The biggest difference is that I will not get picked on for being Muslim,” he claims. Once his decision was made, Umair needed official papers – a birth certificate, Matric and Intermediate diplomas, university degrees, a Computerised National Identity Card (CNIC) and a passport – to prove that he was a citizen of Pakistan, and for good measure, that he had lived here since birth. As such, he had two options: either go the legal way and risk getting thrown out of the country; or get papers made illegally.
He, like many others in his situation, chose the latter. Initially, he refused to disclose how he got his papers, but after Pakistan Today conducted its own investigations, he conceded that that was “one way to do it”. The process is much easier than it sounds: stand outside the passport office, wait to be accosted by one of the ‘agents’ running around looking for customers, explain your situation, negotiate a price, and then sit back while the agent and the officials whom he is in cahoots with do the rest. Barely does one step anywhere near the Passport Office in Saddar, than one is accosted by at least five agents at a time: “Bibi, what do you need? We’re here to help.”
Their jobs, they claim, is to ‘make things easier’ for people visiting the passport office either to get their passports renewed or get new ones made – in return for a fee, of course. Part of this fee goes to the agent; the rest is divided along the chain of command which is involved in the process of helping people skip queues.
Next, pinpoint the most ‘able’ agent, and tell him that you need documents. “What sort?” “All of them.” “Why?” “I’m not Pakistani. I want to be. I’m from India.”
“Aah! I understand,” he smiles. “Welcome to a Muslim country. I get a lot of customers like you.
Around five to 10 every month. I’m happy to help.” His ‘happiness’, however, involves a price. “Rs85,000,” he said. “You’ll get a birth certificate, a school leaving certificate, a CNIC, and Matric and Intermediate diplomas. If you want a passport too, the total will be Rs105,000.” Then the negotiations begin; he gets exasperated soon. “Look, do you want these things or not,” he asks. “How will you get them?” “That’s my problem. Your problem is the money.” “But still…” “There are many ways. We could either cook up records, or get you one for someone who’s dead.

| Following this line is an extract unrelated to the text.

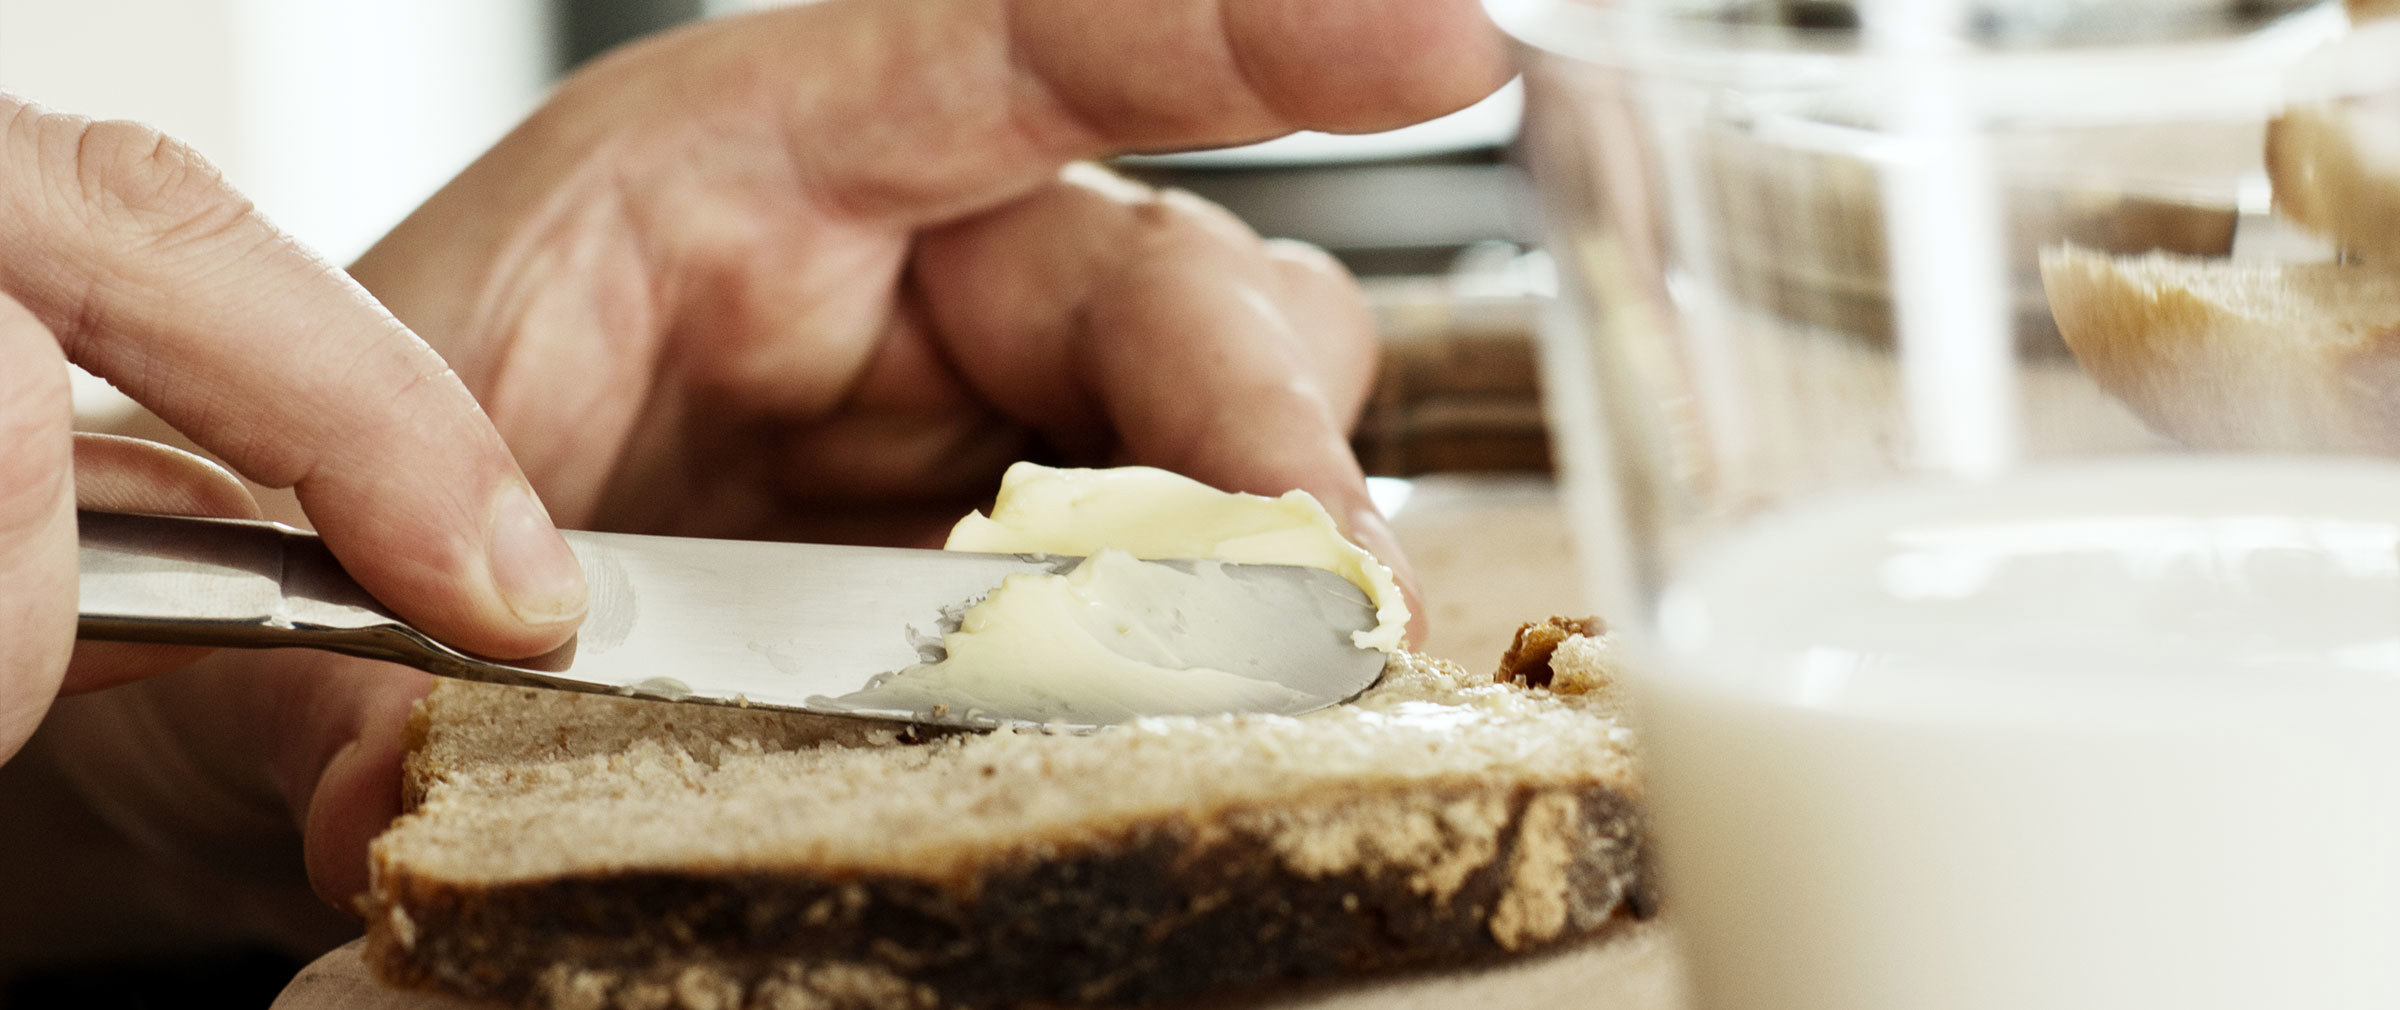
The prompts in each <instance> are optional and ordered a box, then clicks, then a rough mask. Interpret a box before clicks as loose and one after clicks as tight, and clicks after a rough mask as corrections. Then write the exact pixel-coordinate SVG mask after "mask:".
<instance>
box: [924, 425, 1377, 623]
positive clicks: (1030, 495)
mask: <svg viewBox="0 0 2400 1010" xmlns="http://www.w3.org/2000/svg"><path fill="white" fill-rule="evenodd" d="M943 547H946V549H960V552H991V554H1080V557H1090V554H1097V552H1099V549H1104V547H1116V549H1121V552H1128V554H1133V557H1140V559H1162V557H1207V559H1217V561H1234V564H1298V566H1308V569H1327V571H1334V573H1339V576H1342V578H1349V583H1351V585H1356V588H1361V590H1366V597H1368V600H1373V602H1375V626H1373V629H1368V631H1361V633H1356V636H1354V638H1351V641H1356V643H1358V648H1378V650H1385V653H1394V650H1399V641H1402V636H1404V633H1406V631H1409V605H1406V602H1404V600H1402V595H1399V583H1397V581H1392V569H1385V566H1382V561H1375V554H1368V552H1366V549H1363V547H1358V545H1354V542H1349V540H1344V537H1342V528H1339V525H1334V518H1332V513H1327V511H1325V506H1322V504H1318V499H1315V497H1313V494H1308V492H1284V497H1279V499H1270V497H1260V494H1229V492H1219V489H1214V487H1210V485H1202V482H1198V480H1190V477H1183V475H1176V473H1166V470H1157V468H1147V465H1121V468H1114V470H1056V468H1046V465H1034V463H1018V465H1010V468H1008V475H1003V477H1001V497H998V499H996V501H994V504H991V516H984V513H970V516H967V518H962V521H958V525H955V528H950V542H946V545H943Z"/></svg>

Either way, no one will find out – this is why the price seems high. A lot of people need to be paid.
The money is not just for me,” he claimed. “If you opt for the former, we’ll have to insert a record of birth in the files concerned, insert records of Matric and Intermediate diplomas, get these diplomas made, then get a CNIC made, followed by a passport. This is a longer process. The other option is to simply adopt the identity of someone who is dead. That way, we only need to change the date on the birth certificate and Matric and Intermediate diplomas; and eliminate the death certificate. This will be cheaper, and can be done much faster.” “Won’t computerised records make things more difficult?” The expression on the agent’s face looks like he’s talking to a child now. He takes a deep breathe. “If I say it can be done, then it can be done.
‘How’ is not your problem. Hum haiN na (we’re here),” he says. “The documents will be completely legitimate; you don’t have to worry about that. Hum doh number kaam nahi kartey.” After 45 minutes of haggling, the man finally came down to Rs45,000 for a birth certificate, CNIC and a passport. If he is to be believed, within two to three weeks of making my payment, I will be able to adopt the identity of a dead person, and call myself a citizen of Pakistan, complete with the documents and a ‘lived history’ to prove it. “What other option do we have,” Umair shot back when confronted with this information.
“I have a family to look after. I can’t spend my life running from pillar to post. I’ll end up killing myself in frustration – or kill others. And its not like some random dead person is going to mind.”